The unique thing about the main floor was that it had two kitchens, one for summer and one for winter use. It also had two verandas front and back, one covered with windows all around where Julia kept wicker furniture, the other had a covered deck. The living and dining rooms on the main floor were not used until the minister visited, like in so many Newfoundland homes. Only special guests ever got into those rooms.
There was a wash house on the main level as well, what we call a laundry room today. There Julia kept her wash tub and a stove for heating water in addition to the hot water provided from the hot water tank. This wash house had a table and chairs where the family ate on wash days.

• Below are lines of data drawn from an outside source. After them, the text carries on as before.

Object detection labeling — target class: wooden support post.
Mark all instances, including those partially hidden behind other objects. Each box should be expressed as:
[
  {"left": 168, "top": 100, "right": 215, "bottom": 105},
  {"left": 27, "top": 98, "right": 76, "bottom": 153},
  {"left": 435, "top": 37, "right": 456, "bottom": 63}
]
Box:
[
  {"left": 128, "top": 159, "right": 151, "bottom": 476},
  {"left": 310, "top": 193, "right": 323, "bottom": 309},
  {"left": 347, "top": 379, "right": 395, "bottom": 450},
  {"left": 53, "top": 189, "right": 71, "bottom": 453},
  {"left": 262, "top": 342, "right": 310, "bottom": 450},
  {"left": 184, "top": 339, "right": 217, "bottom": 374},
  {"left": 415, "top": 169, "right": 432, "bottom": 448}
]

In summer they ate in the summer kitchen which lacked a stove, and the rest of the year, in the winter kitchen which was warmer and had the cook stove. There was a huge window in the winter kitchen. Julia set up her rug hooking frame under that window and hooked her mats out of scraps of material. She took the mats across the Lower Road, path really, to the shoreline and washed them on the beach.
Joe's motor boat was pulled ashore on that beach. He used this boat for fishing or going to work at the railway, motoring around the point of land in Channel and steering along the coastline to the train station. Sylvia's older brother, Dick, often went in the boat with his grandfather. The lobsters were so plentiful that the two speared them from the boat. On one such trip Joe's motor cut out and he couldn't get it working again. As they drifted closer and closer to the rocks, Dick thought they were going to die. Luckily Joe didn't give up on the motor and got it going just in time to save them from a rocky, watery demise.
People moved around by boat a great deal because roads were merely paths. They often used horse and cart as well however. Sylvia's father fell off the cart on his way home one day and broke his arm, in the 1930s version of a traffic accident.
Note: Richard (Dick) Mercer, Sylvia’s brother, died in 2016.